What's in a Budget?


© James Cook

"Federal Budget."

Does this simple two-word phrase give you the heebie jeebies? You're not alone. For most Americans, the only thing we hate worse than doing our taxes is being drawn into a discussion of the minutae of the Federal Budget. It's intimidating to consider the budget in part because there are so many numbers being bandied around out there, with many of them seemingly in contradiction to one another.

A topic about understanding the national budget deserves an entire suite to itself, so I won't even attempt a comprehensive discussion. Rather, I'll focus on a simple but important question many people have been asking lately:

When is a budget cut really a cut, and when is an budget increase really an increase?

The answer to this question is more complicated than you might think, and illuminates some important aspects of the current budget debate.

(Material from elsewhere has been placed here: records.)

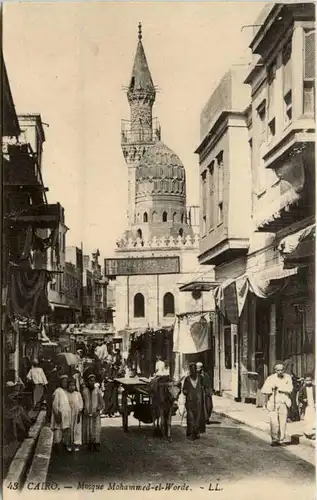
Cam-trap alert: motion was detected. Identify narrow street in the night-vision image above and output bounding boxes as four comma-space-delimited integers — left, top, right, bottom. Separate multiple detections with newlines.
47, 417, 314, 500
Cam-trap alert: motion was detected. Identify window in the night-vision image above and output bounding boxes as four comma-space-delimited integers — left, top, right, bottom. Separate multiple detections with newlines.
217, 151, 224, 224
303, 30, 315, 116
257, 100, 266, 146
223, 325, 232, 370
282, 40, 292, 125
257, 100, 267, 195
163, 292, 175, 316
209, 161, 215, 230
268, 118, 275, 140
267, 60, 276, 128
134, 293, 144, 318
201, 171, 207, 236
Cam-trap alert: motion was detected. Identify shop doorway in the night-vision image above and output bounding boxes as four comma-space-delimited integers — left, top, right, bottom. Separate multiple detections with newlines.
254, 299, 271, 388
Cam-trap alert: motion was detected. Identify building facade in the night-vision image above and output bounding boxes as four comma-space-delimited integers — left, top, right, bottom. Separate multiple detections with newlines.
105, 26, 214, 358
1, 53, 62, 373
82, 249, 108, 324
197, 4, 315, 399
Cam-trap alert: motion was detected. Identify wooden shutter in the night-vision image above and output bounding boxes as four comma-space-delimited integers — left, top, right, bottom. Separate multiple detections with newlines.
283, 40, 292, 96
304, 30, 315, 80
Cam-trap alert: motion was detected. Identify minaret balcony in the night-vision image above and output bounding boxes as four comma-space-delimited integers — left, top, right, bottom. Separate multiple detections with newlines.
121, 118, 161, 146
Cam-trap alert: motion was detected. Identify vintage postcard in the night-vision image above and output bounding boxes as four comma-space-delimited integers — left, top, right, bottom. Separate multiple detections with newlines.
1, 0, 316, 500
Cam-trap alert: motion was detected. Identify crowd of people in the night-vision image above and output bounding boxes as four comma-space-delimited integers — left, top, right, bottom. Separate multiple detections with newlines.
4, 340, 316, 452
48, 340, 125, 452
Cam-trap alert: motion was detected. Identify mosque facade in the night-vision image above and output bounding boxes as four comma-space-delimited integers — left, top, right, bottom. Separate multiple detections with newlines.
105, 25, 211, 352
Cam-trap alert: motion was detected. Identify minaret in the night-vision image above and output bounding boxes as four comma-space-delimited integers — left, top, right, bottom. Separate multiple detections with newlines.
121, 23, 161, 226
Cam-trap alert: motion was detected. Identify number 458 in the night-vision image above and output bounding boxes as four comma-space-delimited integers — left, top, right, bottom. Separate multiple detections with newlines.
7, 481, 19, 490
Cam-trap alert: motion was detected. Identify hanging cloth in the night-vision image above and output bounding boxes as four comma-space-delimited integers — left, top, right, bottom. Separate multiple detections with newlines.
173, 314, 210, 354
7, 266, 50, 323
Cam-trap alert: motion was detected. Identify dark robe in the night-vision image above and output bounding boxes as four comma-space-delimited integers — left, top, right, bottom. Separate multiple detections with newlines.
183, 375, 206, 439
103, 363, 118, 415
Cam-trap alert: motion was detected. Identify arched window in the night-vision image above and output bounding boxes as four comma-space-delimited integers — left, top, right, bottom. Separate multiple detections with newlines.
163, 292, 175, 316
134, 293, 144, 318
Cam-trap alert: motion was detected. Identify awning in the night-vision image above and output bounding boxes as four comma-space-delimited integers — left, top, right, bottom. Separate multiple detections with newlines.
179, 280, 219, 292
278, 224, 316, 269
214, 265, 297, 316
50, 301, 72, 309
178, 266, 220, 292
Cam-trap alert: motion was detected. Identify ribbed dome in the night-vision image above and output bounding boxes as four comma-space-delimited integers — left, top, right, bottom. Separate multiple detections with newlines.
135, 141, 186, 197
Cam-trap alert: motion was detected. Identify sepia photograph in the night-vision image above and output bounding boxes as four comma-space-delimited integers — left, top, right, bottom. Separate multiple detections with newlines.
1, 0, 316, 500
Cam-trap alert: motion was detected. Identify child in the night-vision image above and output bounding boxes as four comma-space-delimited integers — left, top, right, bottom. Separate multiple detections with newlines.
298, 374, 316, 439
26, 359, 47, 409
83, 373, 104, 451
51, 375, 71, 451
67, 380, 83, 451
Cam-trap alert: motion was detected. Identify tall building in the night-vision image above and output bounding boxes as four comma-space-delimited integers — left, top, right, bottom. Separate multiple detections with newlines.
105, 25, 214, 356
197, 3, 315, 401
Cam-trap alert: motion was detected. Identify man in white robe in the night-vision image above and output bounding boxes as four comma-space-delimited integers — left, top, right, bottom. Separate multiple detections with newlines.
51, 375, 71, 451
83, 374, 105, 451
67, 380, 83, 451
262, 363, 293, 446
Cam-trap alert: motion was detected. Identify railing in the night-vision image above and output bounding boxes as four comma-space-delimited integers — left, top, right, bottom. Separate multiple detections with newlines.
121, 118, 161, 145
116, 234, 199, 252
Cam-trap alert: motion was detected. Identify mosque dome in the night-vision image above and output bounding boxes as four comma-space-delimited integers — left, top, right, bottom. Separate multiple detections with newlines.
135, 141, 186, 200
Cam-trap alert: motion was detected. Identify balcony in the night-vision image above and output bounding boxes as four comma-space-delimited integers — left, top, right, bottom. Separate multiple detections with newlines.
255, 124, 315, 233
198, 230, 249, 266
4, 203, 64, 229
121, 118, 161, 146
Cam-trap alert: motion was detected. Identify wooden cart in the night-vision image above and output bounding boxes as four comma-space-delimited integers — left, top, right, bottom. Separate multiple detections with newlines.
115, 377, 151, 432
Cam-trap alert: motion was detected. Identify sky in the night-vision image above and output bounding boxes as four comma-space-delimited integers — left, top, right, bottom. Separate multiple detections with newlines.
3, 1, 265, 257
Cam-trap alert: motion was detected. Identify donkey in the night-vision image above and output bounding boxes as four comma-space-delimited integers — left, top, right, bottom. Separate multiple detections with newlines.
151, 376, 181, 441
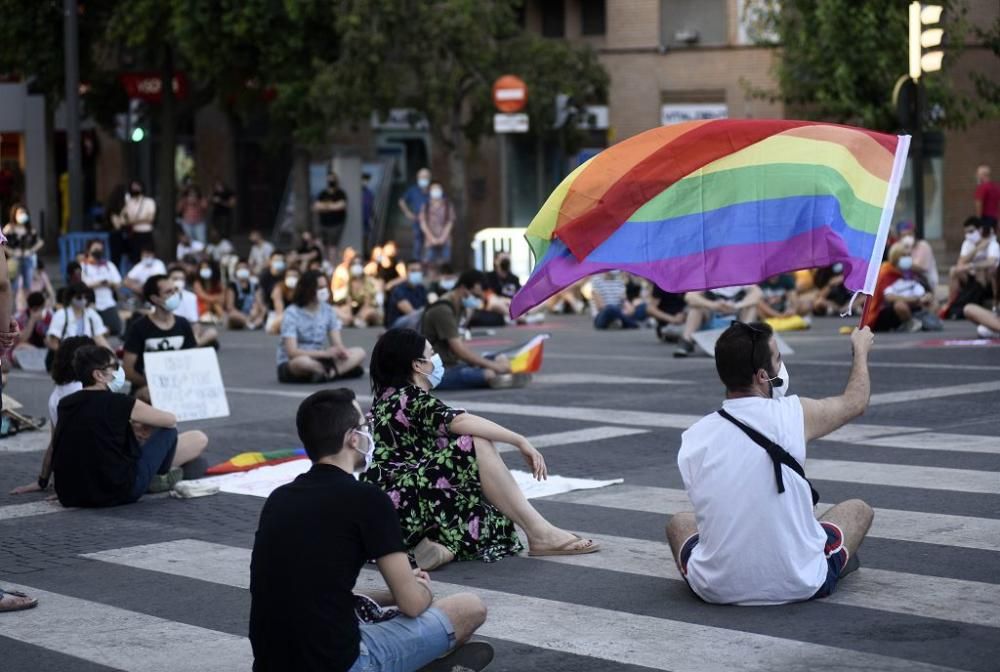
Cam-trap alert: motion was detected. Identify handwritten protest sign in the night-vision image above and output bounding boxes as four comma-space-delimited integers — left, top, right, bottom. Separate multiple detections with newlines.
143, 348, 229, 422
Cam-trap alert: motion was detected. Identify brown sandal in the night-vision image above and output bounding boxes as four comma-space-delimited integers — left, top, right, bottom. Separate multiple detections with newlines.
0, 589, 38, 612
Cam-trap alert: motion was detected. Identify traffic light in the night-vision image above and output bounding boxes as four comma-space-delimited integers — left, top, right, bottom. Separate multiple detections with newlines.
910, 2, 944, 80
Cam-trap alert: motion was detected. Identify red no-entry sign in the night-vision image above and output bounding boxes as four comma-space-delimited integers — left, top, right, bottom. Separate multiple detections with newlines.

The simplest, most literal answer to the above question is that an increase occurs when more money is spent, while a cut occurs when less money is spent.

Unfortunately, this simple, literal answer is also misleading. As most of us learned in high school economics class, inflation constantly decreases the spending power of a dollar. By the end of the year 2000, for instance, it took 3.1% more money than at the beginning of the year 2000 to buy a typical product. In jargon, the inflation rate for the year 2000 was 3.1%. If we assume that next year's inflation rate will be the same, the upcoming federal budget will have to be 3.1% larger just to be able to purchase the same products and services as in the previous year.

But wait, there's more! More people, that is. That's right, the U.S. population is constantly growing. This being a G-rated article, I won't describe how (actually, some of that increase has to do with immigration, too). But Census figures show that in 1999 the U.S. population grew by 0.9%. So if we continue to grow at that rate, (assuming for simplicity's sake that these new folks cost about the same as the old folks) we need to add on an additional 0.9% to the budget each year just to keep up the average level of service provision per person.

In short, in order to provide the same level of service as in the previous year, the budget must increase by 4%. That, by the way, is just about exactly the amount that the Bush administration plans to "increase" the size of the budget by. Is that a budget increase? In nominal terms, yes. Keeping in mind inflation and population growth, no. Which of these answers is more "real" depends on your orientation to reality.